Yeah, money needs money and slums need the poor - that's obvious and I don't know how to alter that beyond a redistributive economic model that currently, isn't en vogue - the point you are making appears to be that we require vast behomoths to essentially bankroll the future. Perhaps...
But ultimately do you not also question the influence that they have on that future in terms of what is invested in and what isn't and do you reach a point where your company is earning way beyond what anyone can really conceptualise, the idea that it's spending is dictated 'by the market' becomes laughable. These companies can shape the market in a way that doesn't necessarily represent consumer demand/need or social demand/need. The idea of making profit becomes self fulfilling because they are the only companies big enough to reach the market or they become the market and thus put whatever they want on the market.

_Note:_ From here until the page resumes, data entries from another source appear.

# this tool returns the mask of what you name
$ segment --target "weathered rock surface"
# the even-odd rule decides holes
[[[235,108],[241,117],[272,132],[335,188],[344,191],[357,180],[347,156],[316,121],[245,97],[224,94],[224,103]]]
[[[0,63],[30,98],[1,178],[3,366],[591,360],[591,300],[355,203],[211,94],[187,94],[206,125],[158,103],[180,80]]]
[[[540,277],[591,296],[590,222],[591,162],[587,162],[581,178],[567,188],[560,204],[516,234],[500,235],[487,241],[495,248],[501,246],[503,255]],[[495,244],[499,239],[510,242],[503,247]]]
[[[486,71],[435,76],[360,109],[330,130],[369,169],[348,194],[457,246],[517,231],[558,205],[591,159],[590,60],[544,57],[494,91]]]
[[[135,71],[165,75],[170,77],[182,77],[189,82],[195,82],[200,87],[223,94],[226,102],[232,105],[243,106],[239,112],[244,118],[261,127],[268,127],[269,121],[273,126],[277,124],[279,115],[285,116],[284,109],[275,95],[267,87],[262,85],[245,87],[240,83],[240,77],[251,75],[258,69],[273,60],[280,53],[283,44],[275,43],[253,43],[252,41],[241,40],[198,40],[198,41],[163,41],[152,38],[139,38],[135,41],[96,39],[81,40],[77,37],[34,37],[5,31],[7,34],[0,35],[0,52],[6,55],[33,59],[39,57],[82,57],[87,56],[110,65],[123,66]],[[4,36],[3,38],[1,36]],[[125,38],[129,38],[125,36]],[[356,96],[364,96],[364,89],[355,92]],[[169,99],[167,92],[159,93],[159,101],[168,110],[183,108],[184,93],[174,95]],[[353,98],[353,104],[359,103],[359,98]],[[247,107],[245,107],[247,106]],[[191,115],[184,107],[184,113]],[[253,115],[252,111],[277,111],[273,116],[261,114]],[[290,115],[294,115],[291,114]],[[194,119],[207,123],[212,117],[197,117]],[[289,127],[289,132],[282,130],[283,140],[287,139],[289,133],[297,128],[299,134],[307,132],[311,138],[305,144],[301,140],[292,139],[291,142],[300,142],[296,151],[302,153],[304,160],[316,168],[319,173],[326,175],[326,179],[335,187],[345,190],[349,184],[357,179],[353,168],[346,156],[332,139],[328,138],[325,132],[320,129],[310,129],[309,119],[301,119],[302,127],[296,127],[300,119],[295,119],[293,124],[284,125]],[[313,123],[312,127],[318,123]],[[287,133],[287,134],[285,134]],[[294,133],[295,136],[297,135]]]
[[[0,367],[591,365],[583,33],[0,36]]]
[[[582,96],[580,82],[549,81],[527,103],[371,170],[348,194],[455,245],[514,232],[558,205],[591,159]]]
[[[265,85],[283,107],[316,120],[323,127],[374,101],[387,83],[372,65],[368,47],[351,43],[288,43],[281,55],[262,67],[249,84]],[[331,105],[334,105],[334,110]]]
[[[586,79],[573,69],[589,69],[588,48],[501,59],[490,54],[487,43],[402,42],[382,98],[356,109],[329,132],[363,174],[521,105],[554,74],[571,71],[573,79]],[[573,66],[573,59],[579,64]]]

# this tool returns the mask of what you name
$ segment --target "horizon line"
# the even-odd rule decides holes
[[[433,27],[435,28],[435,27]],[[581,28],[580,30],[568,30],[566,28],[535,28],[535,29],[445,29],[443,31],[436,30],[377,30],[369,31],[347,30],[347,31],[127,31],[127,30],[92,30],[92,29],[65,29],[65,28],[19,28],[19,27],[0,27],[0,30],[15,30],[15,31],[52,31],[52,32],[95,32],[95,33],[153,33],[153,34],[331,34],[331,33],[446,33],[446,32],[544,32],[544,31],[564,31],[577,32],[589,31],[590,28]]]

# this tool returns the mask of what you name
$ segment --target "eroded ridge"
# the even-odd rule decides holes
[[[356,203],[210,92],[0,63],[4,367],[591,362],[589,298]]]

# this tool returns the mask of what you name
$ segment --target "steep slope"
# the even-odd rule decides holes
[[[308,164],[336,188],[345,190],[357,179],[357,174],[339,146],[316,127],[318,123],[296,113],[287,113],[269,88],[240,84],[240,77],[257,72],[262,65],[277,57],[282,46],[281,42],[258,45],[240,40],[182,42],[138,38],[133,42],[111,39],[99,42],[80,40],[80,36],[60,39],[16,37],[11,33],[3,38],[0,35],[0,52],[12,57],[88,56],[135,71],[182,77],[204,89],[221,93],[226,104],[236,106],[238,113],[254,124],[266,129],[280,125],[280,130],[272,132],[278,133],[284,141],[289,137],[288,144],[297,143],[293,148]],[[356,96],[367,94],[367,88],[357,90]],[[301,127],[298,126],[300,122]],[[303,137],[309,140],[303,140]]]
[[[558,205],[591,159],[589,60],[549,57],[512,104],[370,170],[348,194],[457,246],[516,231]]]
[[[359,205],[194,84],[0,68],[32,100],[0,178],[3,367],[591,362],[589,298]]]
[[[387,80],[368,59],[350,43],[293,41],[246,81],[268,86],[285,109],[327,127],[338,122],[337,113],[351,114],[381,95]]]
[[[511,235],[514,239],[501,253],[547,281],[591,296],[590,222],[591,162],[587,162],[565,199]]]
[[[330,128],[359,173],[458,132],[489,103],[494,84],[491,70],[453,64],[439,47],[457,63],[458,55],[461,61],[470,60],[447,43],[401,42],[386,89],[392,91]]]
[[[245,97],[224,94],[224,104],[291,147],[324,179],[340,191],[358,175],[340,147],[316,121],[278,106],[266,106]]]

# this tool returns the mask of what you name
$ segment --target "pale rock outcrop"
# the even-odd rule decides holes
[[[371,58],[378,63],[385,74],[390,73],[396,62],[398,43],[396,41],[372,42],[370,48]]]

Once you've reached a point where a company/individual can 'invest' with almost total impunity, it is then effectively no different than say, the Soviet military/industrial complex. The rules of capital no longer apply to it. We reach a kind of feudal situation where every company or individual plying their trade does so only with the blessing of the good lord corporate behemoth and they pay their tithes in service charges/get bought out/etc.
Yes, that can fund innovation, but it can also completely distort markets and destroy innovation and competition. The notion that we need insane levels of personal wealth "because things are expensive to make" seems a little simplistic and perhaps also highlights a basic problem thrown up by capitalism (which I don't have an answer for) - which is that cooperation would lower cost tremendously - yes, to make a new car is expensive but all over the world, car manufacturers are doing the same research in silos and essentially designing the same thing with tiny minor differences. Of course, we can laugh and say 'well, what is the alternative? Trabants?' and that's to some extent a fair point - but equally, it doesn't mean we shouldn't think critically about our own system does it?